H.F. Liu, F. Zhou *, M. Yang, X.X. Li and Z.-S. Wu *

Energy Storage Science and Technology, 2026, accepted.

Electrochemical energy storage devices face numerous critical challenges in their widespread applications, particularly under low-temperature conditions, where issues such as electrochemical performance degradation and even device failure frequently occur. Compared with lithium-ion batteries, which store energy via Faradaic reactions, electric double-layer capacitors (EDLCs) exhibit unique potential for addressing low-temperature electrochemical energy storage challenges due to their physical adsorption-desorption mechanism. However, they still encounter numerous obstacles in practical applications.
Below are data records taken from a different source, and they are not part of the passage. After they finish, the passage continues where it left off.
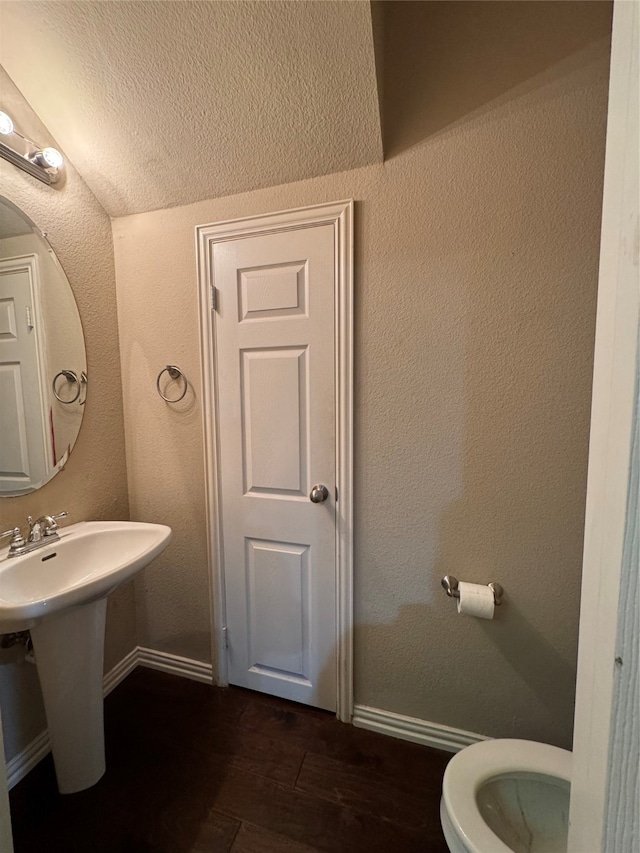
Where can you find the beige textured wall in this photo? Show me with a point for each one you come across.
(93, 484)
(476, 273)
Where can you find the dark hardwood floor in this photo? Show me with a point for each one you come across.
(193, 768)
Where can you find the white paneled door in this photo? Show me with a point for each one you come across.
(25, 423)
(275, 355)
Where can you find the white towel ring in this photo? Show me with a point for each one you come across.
(175, 373)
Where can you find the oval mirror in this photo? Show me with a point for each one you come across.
(43, 365)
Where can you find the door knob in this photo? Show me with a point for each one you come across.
(318, 494)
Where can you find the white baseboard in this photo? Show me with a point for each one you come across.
(120, 671)
(27, 759)
(24, 761)
(435, 735)
(175, 665)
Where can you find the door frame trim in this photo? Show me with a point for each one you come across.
(340, 216)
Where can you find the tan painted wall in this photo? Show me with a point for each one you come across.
(93, 484)
(476, 271)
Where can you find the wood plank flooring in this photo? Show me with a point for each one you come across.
(198, 769)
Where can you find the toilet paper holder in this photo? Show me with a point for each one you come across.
(450, 586)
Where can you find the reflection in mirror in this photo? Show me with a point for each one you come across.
(43, 366)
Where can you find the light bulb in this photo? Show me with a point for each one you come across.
(6, 125)
(52, 157)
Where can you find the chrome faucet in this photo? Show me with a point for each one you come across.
(42, 531)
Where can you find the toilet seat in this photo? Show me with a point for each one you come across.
(473, 766)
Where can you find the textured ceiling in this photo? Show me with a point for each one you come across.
(164, 103)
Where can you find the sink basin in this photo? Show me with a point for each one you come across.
(59, 592)
(88, 562)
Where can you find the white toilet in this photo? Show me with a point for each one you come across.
(507, 796)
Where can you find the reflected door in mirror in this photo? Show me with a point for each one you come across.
(26, 445)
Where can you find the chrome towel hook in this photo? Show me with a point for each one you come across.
(175, 373)
(71, 377)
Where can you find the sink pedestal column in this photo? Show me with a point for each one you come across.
(69, 652)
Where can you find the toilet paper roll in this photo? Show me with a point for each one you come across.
(476, 600)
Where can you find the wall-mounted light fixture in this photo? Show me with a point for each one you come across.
(42, 163)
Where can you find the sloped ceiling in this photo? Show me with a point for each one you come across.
(165, 103)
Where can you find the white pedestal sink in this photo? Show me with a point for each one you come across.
(59, 592)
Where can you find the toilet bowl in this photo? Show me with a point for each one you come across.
(507, 796)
Under low-temperature conditions, the ionic conductivity of the electrolyte decreases and the electrolyte may even solidify, while ion diffusion within electrode materials becomes restricted, severely limiting the electrochemical performance of EDLCs. Therefore, designing electrolytes with excellent low-temperature performance, featuring both high ionic conductivity and an ultra-low freezing point, along with developing matching electrode materials, has become critical for advancing low-temperature EDLCs. This review first elaborates on the fundamental working principles of EDLCs and systematically analyzes the key challenges they face in low-temperature environments. Building on this foundation, it provides a discussion of the advantages and disadvantages of various electrolytes, including aqueous, organic, and ionic liquid electrolytes, as well as the design principles for electrolytes and electrode materials. Subsequently, recent research progress in the design of both electrolytes and electrode materials is reviewed. Finally, future research directions for low-temperature EDLCs are proposed, aiming to provide theoretical guidance and technical references for the development of next-generation high-performance low-temperature EDLCs.